3 We Are Marshall (2006)
Matthew McConaughey, We Are Mashall filminde, bir önceki baş antrenör, düzinelerce oyuncu ve diğer birçok kişinin bir uçak kazasında hayatını kaybetmesinin ardından Marshall Üniversitesi’nde baş antrenörlük görevini üstlenen gerçek hayattaki Jack Lengyel rolünde olağanüstü bir performans sergiledi. Çok az sayıda futbolcusu olan Lengyel, diğer spor dallarından sporcuları takıma almak ve walk-on’ların takım için denemelerine izin vermek zorunda kaldı. Film, hem üniversitenin hem de kasabanın kaybettiklerinin anısını yaşatmak için bir araya gelmesinin nasıl bir şey olduğunu gösteriyor.
Filmin Arkasındaki Gerçek Hikaye
1970 yılında Marshall Üniversitesi futbol takımı ve antrenörlerinin çoğunu taşıyan kiralık bir uçak piste varmadan hemen önce düştü ve uçaktaki herkes hayatını kaybetti.
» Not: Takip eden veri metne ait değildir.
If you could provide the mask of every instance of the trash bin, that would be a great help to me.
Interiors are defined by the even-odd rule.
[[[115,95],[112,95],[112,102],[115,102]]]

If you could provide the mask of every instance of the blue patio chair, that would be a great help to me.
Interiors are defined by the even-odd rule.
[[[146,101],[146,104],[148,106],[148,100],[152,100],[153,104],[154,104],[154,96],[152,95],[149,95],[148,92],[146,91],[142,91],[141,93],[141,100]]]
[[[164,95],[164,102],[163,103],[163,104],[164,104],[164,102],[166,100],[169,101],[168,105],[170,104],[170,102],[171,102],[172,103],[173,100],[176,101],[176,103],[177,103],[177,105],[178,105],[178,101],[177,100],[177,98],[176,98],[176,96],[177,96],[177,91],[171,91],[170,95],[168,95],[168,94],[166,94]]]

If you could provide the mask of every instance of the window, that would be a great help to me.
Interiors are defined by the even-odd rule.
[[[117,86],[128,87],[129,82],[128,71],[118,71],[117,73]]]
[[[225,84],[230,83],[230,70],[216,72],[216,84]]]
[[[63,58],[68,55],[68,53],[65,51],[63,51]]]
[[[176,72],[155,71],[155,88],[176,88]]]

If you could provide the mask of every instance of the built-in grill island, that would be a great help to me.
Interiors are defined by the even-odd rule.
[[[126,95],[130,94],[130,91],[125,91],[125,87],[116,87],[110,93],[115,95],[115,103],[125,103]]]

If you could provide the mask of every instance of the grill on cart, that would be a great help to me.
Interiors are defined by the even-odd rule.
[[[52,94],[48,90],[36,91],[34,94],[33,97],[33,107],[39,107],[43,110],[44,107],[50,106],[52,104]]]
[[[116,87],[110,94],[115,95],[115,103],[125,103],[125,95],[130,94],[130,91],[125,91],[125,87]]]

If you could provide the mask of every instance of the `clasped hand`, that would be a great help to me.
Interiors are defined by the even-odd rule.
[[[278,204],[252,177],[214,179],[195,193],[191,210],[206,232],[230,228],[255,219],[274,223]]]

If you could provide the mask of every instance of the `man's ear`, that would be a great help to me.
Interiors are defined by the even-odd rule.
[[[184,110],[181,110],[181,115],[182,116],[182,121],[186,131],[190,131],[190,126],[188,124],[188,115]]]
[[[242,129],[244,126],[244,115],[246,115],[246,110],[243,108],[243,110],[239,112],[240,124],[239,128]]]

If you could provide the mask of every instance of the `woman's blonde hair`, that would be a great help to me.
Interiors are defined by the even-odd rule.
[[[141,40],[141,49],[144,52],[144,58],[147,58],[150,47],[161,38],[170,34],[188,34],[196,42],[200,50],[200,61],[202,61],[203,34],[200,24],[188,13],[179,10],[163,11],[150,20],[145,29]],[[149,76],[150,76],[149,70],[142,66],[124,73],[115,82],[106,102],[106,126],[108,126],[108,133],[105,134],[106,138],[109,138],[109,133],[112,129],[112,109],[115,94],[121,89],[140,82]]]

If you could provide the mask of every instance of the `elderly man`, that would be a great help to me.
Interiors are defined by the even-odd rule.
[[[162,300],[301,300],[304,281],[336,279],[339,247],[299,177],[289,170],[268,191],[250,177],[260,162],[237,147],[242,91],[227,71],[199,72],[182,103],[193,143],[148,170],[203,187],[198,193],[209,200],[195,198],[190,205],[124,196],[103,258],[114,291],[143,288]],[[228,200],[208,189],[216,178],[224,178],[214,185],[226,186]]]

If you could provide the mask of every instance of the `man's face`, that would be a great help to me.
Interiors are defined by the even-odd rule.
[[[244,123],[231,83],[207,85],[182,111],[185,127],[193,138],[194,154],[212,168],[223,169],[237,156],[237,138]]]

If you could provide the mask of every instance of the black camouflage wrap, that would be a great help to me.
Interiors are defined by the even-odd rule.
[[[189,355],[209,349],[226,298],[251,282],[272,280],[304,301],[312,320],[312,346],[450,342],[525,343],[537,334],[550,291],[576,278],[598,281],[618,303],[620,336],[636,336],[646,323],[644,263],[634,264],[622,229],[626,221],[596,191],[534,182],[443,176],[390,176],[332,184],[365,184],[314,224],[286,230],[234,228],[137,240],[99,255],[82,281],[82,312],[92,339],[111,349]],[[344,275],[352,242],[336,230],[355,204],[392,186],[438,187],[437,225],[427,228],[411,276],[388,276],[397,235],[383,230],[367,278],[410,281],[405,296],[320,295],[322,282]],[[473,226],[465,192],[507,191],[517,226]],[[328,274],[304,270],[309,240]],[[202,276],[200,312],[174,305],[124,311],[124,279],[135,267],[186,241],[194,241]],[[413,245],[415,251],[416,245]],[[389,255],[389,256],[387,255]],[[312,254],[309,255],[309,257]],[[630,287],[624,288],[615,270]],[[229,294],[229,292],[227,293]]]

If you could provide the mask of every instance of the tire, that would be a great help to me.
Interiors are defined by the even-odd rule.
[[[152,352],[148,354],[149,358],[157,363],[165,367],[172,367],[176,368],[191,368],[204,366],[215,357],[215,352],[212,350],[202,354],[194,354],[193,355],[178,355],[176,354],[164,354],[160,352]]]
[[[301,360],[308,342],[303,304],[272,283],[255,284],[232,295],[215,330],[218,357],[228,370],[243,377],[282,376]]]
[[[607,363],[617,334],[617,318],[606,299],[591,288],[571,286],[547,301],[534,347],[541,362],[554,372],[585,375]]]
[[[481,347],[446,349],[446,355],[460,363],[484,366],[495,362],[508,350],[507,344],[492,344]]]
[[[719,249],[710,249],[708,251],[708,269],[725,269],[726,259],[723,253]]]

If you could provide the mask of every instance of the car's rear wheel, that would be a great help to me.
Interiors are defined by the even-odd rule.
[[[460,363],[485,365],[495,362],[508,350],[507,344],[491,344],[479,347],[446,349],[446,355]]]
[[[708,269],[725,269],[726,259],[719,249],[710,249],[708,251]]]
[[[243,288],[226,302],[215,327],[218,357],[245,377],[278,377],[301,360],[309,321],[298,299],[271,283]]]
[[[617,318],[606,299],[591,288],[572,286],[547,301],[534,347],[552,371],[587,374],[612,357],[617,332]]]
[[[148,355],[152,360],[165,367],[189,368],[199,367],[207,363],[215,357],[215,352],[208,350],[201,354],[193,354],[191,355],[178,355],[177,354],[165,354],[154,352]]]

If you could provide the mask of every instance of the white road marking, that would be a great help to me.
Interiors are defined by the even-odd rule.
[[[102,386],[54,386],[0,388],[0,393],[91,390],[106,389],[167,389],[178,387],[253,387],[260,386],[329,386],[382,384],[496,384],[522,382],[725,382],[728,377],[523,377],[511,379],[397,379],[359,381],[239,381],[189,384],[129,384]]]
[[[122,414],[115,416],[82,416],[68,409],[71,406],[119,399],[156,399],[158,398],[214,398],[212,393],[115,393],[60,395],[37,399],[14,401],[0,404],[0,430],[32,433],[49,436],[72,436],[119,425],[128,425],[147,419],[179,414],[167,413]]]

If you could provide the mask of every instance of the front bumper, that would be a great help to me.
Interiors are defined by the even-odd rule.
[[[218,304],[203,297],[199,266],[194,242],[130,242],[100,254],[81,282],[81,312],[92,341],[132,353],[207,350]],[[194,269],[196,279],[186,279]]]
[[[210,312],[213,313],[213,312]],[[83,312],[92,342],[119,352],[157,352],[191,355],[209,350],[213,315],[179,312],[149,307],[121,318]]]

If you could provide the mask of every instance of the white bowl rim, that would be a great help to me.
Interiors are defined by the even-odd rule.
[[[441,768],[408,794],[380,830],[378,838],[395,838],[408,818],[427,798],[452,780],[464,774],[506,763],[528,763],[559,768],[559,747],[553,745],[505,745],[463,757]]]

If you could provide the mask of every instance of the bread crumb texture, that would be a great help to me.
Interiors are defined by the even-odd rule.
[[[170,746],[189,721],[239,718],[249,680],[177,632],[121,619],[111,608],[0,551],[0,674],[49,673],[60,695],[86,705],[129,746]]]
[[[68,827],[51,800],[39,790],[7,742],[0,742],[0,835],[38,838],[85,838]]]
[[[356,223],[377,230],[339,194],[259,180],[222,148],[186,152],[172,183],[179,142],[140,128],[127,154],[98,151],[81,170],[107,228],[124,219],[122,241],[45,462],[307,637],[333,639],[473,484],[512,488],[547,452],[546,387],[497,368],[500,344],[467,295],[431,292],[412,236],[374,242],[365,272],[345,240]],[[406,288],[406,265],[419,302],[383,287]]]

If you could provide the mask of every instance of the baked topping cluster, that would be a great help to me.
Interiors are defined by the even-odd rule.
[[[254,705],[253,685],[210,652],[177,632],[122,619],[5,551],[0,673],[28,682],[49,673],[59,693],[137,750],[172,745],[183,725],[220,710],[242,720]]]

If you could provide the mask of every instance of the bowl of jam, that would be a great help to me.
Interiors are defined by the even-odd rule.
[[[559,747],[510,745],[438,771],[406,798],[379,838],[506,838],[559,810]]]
Lengyel, Thundering Herd futbol takımının yeni baş antrenörü oldu ve Marshall Üniversitesi’nin yardımcı antrenörü Red Dawson’ın yardımıyla bir takım oluşturmayı başardı. Lengyel, NCAA’den birinci sınıf öğrencilerinin üniversitede top oynamasına izin vermesini istedi ve şartlar göz önüne alındığında yeni kurala izin verdiler.
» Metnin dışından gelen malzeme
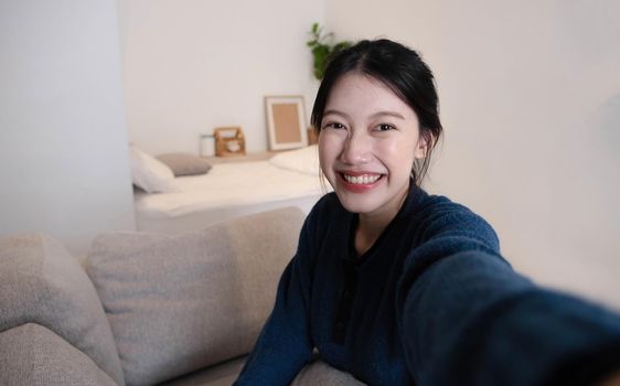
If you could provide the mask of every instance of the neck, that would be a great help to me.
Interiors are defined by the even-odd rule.
[[[407,199],[408,190],[403,197],[396,203],[397,205],[381,213],[360,213],[360,221],[355,229],[355,251],[357,256],[364,255],[375,242],[380,238],[387,225],[396,217],[396,214]]]

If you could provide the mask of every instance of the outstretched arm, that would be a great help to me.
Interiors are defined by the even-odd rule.
[[[620,368],[619,315],[515,274],[472,216],[407,261],[398,312],[418,384],[595,385]]]

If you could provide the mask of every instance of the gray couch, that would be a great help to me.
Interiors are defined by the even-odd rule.
[[[303,214],[177,236],[97,237],[84,265],[54,239],[0,239],[1,385],[231,385],[272,307]],[[354,385],[317,361],[293,385]]]

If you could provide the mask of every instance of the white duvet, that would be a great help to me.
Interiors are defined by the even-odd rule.
[[[293,199],[317,199],[324,193],[318,175],[277,167],[269,161],[215,164],[203,175],[175,179],[181,192],[136,193],[138,216],[177,217]],[[325,182],[325,189],[330,185]]]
Gerçek Hikayelerden Uyarlanan 10 Kore Filmi
Sıfırdan Zenginliğe Yükselme Konulu En İyi 10 Film
2 Undefeated (2011)
Bazı lise öğrencileri formda kalmak için spora gider, bazıları arkadaşları ve aile üyeleriyle oynayarak büyür ve bir de maç sırasında hayatlarında kendilerinden başka hiçbir şeyi kontrol edemediklerini hissedenler vardır. Bu öğrenciler spora yüreklerini ve ruhlarını koyanlardır ve aynı zamanda ödüllü futbol belgeseli Undefeated’de yer alan öğrencilerdir.
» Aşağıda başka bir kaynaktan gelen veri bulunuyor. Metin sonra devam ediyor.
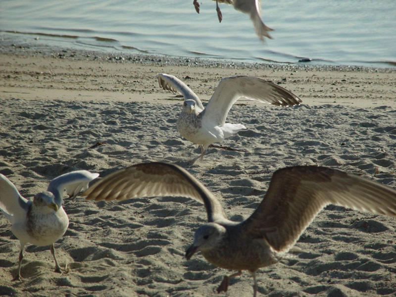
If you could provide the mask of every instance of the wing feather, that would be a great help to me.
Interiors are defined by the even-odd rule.
[[[120,169],[90,186],[82,196],[96,201],[183,196],[203,203],[209,222],[227,219],[219,200],[201,183],[185,169],[164,163],[145,163]]]
[[[199,97],[186,84],[176,76],[165,73],[158,73],[158,83],[159,86],[164,90],[181,94],[185,100],[189,99],[194,100],[196,105],[200,109],[200,111],[203,110],[203,105],[202,105],[202,102]]]
[[[274,31],[265,25],[261,19],[261,4],[259,0],[234,0],[234,7],[248,14],[253,22],[254,31],[258,37],[263,40],[263,36],[272,39],[268,31]]]
[[[88,189],[90,182],[98,176],[98,173],[91,173],[87,170],[72,171],[59,175],[51,180],[47,191],[53,194],[55,202],[60,206],[63,201],[64,191],[74,199],[80,192]]]
[[[336,169],[296,166],[274,173],[245,232],[265,238],[276,250],[287,251],[317,213],[332,204],[396,217],[396,190]]]
[[[233,104],[240,98],[287,106],[298,105],[301,100],[278,85],[252,76],[232,76],[222,79],[202,114],[202,121],[222,126]]]

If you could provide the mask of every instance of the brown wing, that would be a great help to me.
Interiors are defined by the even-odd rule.
[[[96,201],[183,196],[203,203],[209,222],[226,219],[213,194],[187,170],[171,164],[144,163],[117,170],[90,186],[81,196]]]
[[[286,252],[329,204],[394,217],[396,190],[326,167],[287,167],[274,173],[265,197],[243,228],[247,236],[264,237]]]

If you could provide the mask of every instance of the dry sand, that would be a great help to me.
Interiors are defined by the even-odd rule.
[[[286,166],[327,166],[396,187],[394,70],[120,58],[28,48],[0,49],[0,173],[26,198],[66,172],[103,175],[149,161],[186,168],[235,220],[253,211],[272,173]],[[183,79],[203,99],[223,77],[254,75],[281,83],[304,104],[239,102],[228,120],[248,129],[222,144],[246,151],[210,148],[203,162],[189,165],[184,161],[199,149],[179,135],[180,98],[160,90],[158,72]],[[90,148],[99,142],[106,143]],[[206,218],[197,202],[156,198],[95,204],[78,198],[66,199],[64,208],[70,226],[55,246],[70,271],[54,272],[48,248],[29,246],[22,283],[11,281],[19,241],[0,216],[0,295],[252,295],[247,272],[218,295],[214,289],[230,272],[200,254],[183,257]],[[396,296],[396,231],[395,218],[328,207],[297,242],[304,252],[259,270],[259,295]]]

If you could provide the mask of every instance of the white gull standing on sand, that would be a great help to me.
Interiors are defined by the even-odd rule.
[[[14,279],[22,279],[23,248],[28,243],[40,247],[50,246],[55,271],[61,271],[53,244],[64,234],[69,225],[69,219],[62,206],[63,192],[74,198],[99,176],[86,170],[62,174],[51,181],[46,191],[36,194],[32,201],[22,197],[14,184],[0,174],[0,211],[11,222],[11,231],[21,245],[18,274]]]
[[[253,22],[254,31],[260,39],[262,40],[263,36],[268,38],[272,38],[268,34],[268,31],[274,31],[274,29],[267,27],[261,20],[261,0],[213,0],[216,1],[216,11],[217,11],[217,17],[219,18],[220,22],[221,22],[221,20],[223,19],[223,15],[221,14],[221,11],[220,10],[218,2],[232,4],[236,10],[242,11],[244,13],[246,13],[250,16],[250,19]],[[198,1],[194,0],[193,4],[194,4],[196,11],[199,13],[199,3]]]
[[[186,84],[173,75],[158,75],[159,86],[181,94],[183,108],[177,120],[177,129],[186,139],[199,145],[201,154],[191,161],[202,159],[209,145],[220,142],[246,127],[226,123],[231,106],[242,98],[282,106],[299,104],[302,101],[286,89],[258,77],[232,76],[222,79],[204,108],[202,102]]]
[[[189,259],[200,251],[212,264],[238,271],[224,277],[219,293],[227,291],[230,277],[248,271],[254,280],[253,296],[257,294],[257,270],[277,263],[292,251],[301,234],[326,205],[396,217],[396,190],[353,174],[314,166],[275,171],[264,199],[243,222],[227,219],[220,201],[187,170],[164,163],[139,164],[117,170],[91,185],[81,196],[96,201],[183,196],[203,203],[209,223],[196,232],[186,257]]]

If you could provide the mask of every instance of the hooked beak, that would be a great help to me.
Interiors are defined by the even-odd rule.
[[[196,247],[193,245],[190,248],[187,248],[186,251],[186,258],[187,260],[190,260],[193,255],[198,250],[198,247]]]
[[[58,205],[56,205],[56,203],[51,203],[50,204],[48,204],[47,206],[49,207],[50,207],[50,208],[52,208],[52,209],[55,210],[55,211],[57,211],[58,209],[59,209],[59,207],[58,207]]]

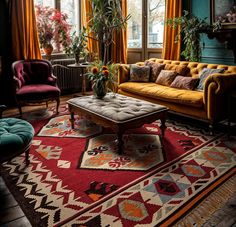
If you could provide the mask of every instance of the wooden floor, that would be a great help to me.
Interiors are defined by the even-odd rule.
[[[75,95],[65,95],[61,97],[61,103],[65,103],[68,99]],[[55,105],[50,103],[49,106]],[[45,108],[45,105],[24,107],[23,112],[31,112]],[[3,117],[18,116],[16,108],[9,108],[4,111]],[[1,175],[1,173],[0,173]],[[214,223],[214,225],[212,225]],[[31,224],[24,215],[17,201],[6,187],[2,177],[0,176],[0,227],[30,227]],[[236,227],[236,194],[231,198],[220,210],[216,211],[204,227]]]

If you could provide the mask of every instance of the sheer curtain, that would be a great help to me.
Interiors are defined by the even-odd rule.
[[[182,16],[182,0],[166,0],[166,15],[168,18]],[[180,60],[181,40],[175,42],[175,36],[179,33],[180,27],[173,29],[171,26],[165,25],[164,42],[162,58],[167,60]]]
[[[9,0],[13,61],[41,59],[33,0]]]

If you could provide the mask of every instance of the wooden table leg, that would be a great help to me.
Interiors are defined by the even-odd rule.
[[[122,140],[123,132],[117,132],[117,147],[118,147],[118,154],[123,153],[124,142]]]
[[[74,129],[75,128],[75,114],[74,114],[74,112],[70,113],[70,123],[71,123],[71,128]]]
[[[84,74],[84,69],[81,69],[82,72],[82,95],[85,95],[86,92],[86,78],[85,78],[85,74]]]
[[[166,130],[166,116],[164,115],[163,117],[160,118],[161,120],[161,136],[164,137],[165,136],[165,130]]]

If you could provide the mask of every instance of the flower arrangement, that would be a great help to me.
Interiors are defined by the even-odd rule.
[[[92,64],[88,79],[92,81],[92,88],[96,98],[103,98],[107,91],[114,89],[115,64],[103,65],[102,61]]]
[[[67,22],[67,14],[51,7],[35,6],[36,23],[41,48],[55,44],[58,51],[61,45],[67,47],[71,43],[71,25]]]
Filmin Arkasındaki Gerçek Hikaye
Oyuncuların oyuncuları ve koçları canlandırmasından ziyade, bir kamera ekibinin Memphis, Tennessee’de bir futbol koçu olan Bill Courtney’i ve oyuncularını takip ettiği Undefeated, doğrudan işin içine giriyor. Courtney, taşkınlıklar ve kavgalardan dürüst konuşmalar ve tavsiyelere kadar, takımı tek bir sezonda değiştirmeyi başardı. Oyuncularını sadece galibiyet için çalıştırmakla kalmadı, aynı zamanda sınıfta ve evde desteklendiklerini bilmelerini sağladı. Belgesel, En İyi Belgesel Film dalında Akademi Ödülü ve Oscar kazandı.
1 The Express (2008)
Aktör Rob Brown daha önce Coach Carter‘da rol aldığı için gerçek hikayelerden uyarlanan spor filmlerine yabancı değildi ama The Express ile kişisel zorlukların üstesinden gelmekten çok daha derin bir mesaj verilmek isteniyordu: Ernie Davis Hikayesi’nde kişisel zorlukların üstesinden gelmekten çok daha derin bir mesaj vardı. Brown, Syracuse Üniversitesi futbol baş antrenörü ve yıldız oyuncu Jim Brown tarafından işe alınan baş karakteri canlandırıyor. Ernie Teksas’tayken tehditler, ayrımcılık ve önyargılı hakemlerle karşılaşır. Herkesin onun başarısızlığını desteklemesine rağmen, Ernie başarılı olmayı başarır.
Filmin Arkasındaki Gerçek Hikaye
Ernie Davis, bir üniversite futbolcusunun alabileceği en büyük onur olan Heisman Kupasını kazanan ilk Afro-Amerikan’dır. Filmde olduğu gibi, Jim Brown sayesinde Syracuse takımına katılmaya ikna edilmişti ve birkaç yıl sonra Davis, Floyd Little’ı da aynı şeyi yapmaya ikna edebildi. Davis ve takımı Cotton Bowl’da oynarken tepki ve düşmanlıkla karşılaştı, ancak yine de soğukkanlılığını korumayı ve oyuna her şeyini vermeyi başardı.